This research project will study novel methods for designing sequential, non-myopic, online decision procedures for societal-scale cyber-physical systems such as public transit, emergency response systems, and power grid, forming the critical infrastructure of our communities. Online Optimization of these systems entails taking actions that consider the tightly integrated spatial, temporal, and human dimensions while accounting for uncertainty caused due to changes in the system and the environment. For example, emergency response management systems (ERM) operators must optimally dispatch ambulances and help trucks to respond to incidents while accounting for traffic pattern changes and road closures. Similarly, public transportation agencies operating electric vehicles must manage and schedule the vehicles considering the expected travel demand while deciding on charging schedules considering the overall grid load. The project's proposed approach focuses on designing a modular and reusable online decision-making pipeline that combines the advantages of online planning methods, such as Monte-Carlo Tree Search, with offline policy learning methods, such as reinforcement learning, promising to provide faster convergence and robustness to changes in the environment. The research activities of the proposed project are complemented by educational activities focusing on designing cloud-based teaching environments that can help students and operators with prerequisite domain and statistical knowledge to design, manage, and experiment with decision procedures.

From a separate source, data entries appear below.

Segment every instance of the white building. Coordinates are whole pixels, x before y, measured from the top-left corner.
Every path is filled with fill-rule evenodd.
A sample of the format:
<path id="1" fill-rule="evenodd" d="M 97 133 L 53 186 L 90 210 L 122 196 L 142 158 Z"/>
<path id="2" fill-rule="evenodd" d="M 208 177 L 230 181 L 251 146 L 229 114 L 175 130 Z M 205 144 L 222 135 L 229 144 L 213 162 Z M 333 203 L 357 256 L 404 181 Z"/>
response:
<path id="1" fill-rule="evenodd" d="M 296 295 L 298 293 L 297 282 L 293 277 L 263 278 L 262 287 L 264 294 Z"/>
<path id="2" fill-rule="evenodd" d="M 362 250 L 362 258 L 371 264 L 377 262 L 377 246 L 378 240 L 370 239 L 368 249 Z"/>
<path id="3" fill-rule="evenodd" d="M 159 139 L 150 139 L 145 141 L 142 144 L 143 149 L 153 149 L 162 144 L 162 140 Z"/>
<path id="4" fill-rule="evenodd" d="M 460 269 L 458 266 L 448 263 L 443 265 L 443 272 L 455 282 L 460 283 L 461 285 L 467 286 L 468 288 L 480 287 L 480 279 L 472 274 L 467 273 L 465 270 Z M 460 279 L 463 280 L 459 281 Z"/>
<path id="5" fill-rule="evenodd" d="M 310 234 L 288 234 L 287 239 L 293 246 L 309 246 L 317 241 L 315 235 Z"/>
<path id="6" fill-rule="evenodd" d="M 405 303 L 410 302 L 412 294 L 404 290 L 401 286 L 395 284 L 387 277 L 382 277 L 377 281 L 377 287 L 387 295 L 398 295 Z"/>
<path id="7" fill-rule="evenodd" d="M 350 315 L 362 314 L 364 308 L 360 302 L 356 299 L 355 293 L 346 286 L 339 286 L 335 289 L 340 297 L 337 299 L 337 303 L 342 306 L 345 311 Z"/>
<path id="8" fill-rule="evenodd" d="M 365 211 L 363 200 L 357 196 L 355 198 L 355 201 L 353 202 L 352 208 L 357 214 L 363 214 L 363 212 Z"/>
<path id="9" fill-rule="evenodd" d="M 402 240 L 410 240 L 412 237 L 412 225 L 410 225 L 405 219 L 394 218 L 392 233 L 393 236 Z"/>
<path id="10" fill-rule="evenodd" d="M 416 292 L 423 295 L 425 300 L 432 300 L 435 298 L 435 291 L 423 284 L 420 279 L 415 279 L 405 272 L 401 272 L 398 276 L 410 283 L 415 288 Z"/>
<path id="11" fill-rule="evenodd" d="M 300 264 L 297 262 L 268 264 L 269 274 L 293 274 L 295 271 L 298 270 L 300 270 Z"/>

The societal-scale CPS that we study have spatial-temporal properties. The spatial aspect refers to the location-specific state variables such as traffic congestion, transportation demand, and the frequency with which incidents occur at a location. The temporal aspect refers to the dynamic nature of these systems---traffic congestion evolves over time. Non-myopic decisions entail selecting actions over time under uncertainty while accounting for future impact and demand for resources. The combined research and education efforts proposed in the project focus on answering the following critical questions for these systems - first, how do we solve the challenge of sampling future state/ environmental actions across a high-dimensional space while also tackling the challenge of non-stationarity? Second, how do we address the need for robust, fast non-myopic planning that also tackles potential non-stationarity? And third, how do we make it possible to engage non-computer science students and community partners with the solutions built using approaches pioneered in the project? The proposed approach involves investigating novel machine learning methods, such as normalizing flows for designing generative models and an innovative approach to design planning algorithms using a policy-augmented hybrid Monte-Carlo Tree Search approach. A significant effort of the project will focus on complementing fundamental research with the design of a cloud-based visual domain-specific modeling environment that can help explain the design, operation, and introspection of methods by using a block-based compositional approach. The work will be augmented with course modules and online tutorials accompanying the cloud-based environment.
This award reflects NSF's statutory mission and has been deemed worthy of support through evaluation using the Foundation's intellectual merit and broader impacts review criteria.